Ne prese una con mani tremanti e se la portò davanti agli occhi per osservarla, una piccola pillola blu e bianca. Sconfortato, la lasciò ricadere tra il mucchio.

Era giunto fin lì, così vicino alla libertà da poterne quasi saggiarne il sapore. Eppure lasciò che la sua debolezza gli privasse di quella pace che tanto agoniava raggiungere.

Ripose al suo posto il cuscino, nascondendo di nuovo il suo biglietto d'uscita da quella bolgia. Non aveva abbastanza coraggio, non n'era capace.

In preda all'isteria cominciò a battere forte i pugni a terra, a sbattere la testa al muro. Perché non ci riusciva? Era così semplice, bastava ingoiarle tutte.

«Cosa ti prende, tesoro?» Sentì ad un tratto il tocco familiare della moglie sulle spalle.

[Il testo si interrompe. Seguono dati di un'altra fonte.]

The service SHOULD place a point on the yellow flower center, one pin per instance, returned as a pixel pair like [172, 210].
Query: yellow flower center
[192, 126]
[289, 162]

Ella fece il giro e si spostò verso il letto, lì dove i farmaci erano andati ad accumularsi. Prese una delle pastiglie e la mandò giù. «Visto? Non è difficile. Dai, fallo con me.»

L'uomo, allora, sentendosi rincuorato dalla presenza della moglie, si avvicinò al letto, inginocchiandosi di fronte a lei.

La figura gli posò sul palmo della mano una pillola bianca e fece cenno di mettersela in bocca ed ingoiarla. Dopo la prima, sembrò essere diventato più semplice.

Ne mandò giù un'altra, poi un'altra e un'altra ancora. Arrivato alla sedicesima, però, il suo rito fu bloccato dall'entrata di un paramedico, forse richiamato dal grande frastuono che aveva sentito poco prima.

Vide Ethan seduto a terra a fissare il vuoto di fronte a sé, ingoiando una dopo l'altra le pillole che aveva di fronte. L'infermiere, capendo le intenzioni dell'uomo, si precipitò e lo bloccò a terra. Quello prese a dimenarsi come una pazzo, cercando di scrollarselo di dosso.

«Togliti, stronzo!»

Ma quello non accennò a lasciarlo andare. Mentre chiamava aiuto, lo prese di peso e gli ficcò due dita in gola.

Quel gesto, misto ai conati rimasti dalla terapia di poche ore prima, lo portarono a rigurgitare tutto ciò che aveva appena buttato giù, rendendo vano il suo tentativo di fuga.

L'infermiere in bianco lo lasciò al suolo mentre due nuovi uomini lo bloccarono nuovamente a terra. Ricordò solo un pizzico all'altezza del collo prima che il buio tornasse a ghermirlo tra le proprie gelide spire.